Black Obelisk of Shalmaneser III

The Black Obelisk of Shalmaneser III, with the panel of Jehu bowing before the Assyrian king
Steven G. Johnson, CC BY-SA 3.0 — source

One panel of this monument shows a Levantine king on his hands and knees before Shalmaneser III, his servants behind him carrying tribute.
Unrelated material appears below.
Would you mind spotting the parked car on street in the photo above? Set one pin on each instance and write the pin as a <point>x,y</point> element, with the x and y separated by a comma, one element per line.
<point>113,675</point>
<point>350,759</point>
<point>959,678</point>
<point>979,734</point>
The caption names him as Jehu “of the house of Omri” — Assyrian shorthand for any king of Israel, even though Jehu had in fact wiped out Omri's line. It is the only surviving contemporary image connected with any king of Israel or Judah, made within Jehu's own lifetime.

What it is
Four-sided black limestone obelisk with relief panels and cuneiform captions
Date of artifact
c. 825 BC
Discovered
Nimrud (ancient Kalhu), Iraq, 1846 (Austen Henry Layard)
Where it is now
British Museum, London
Related to
King Jehu of Israel, shown bowing and paying tribute to Assyria
Scripture
2 Kings 9–10
What this find showsJehu was a real king of Israel in the 840s BC and became a tribute-paying vassal of Assyria — a political humiliation the Bible itself never records.
What it does not proveThe kneeling figure may be Jehu's envoy rather than the king himself, and the scene says nothing about Jehu's bloody coup described in Kings.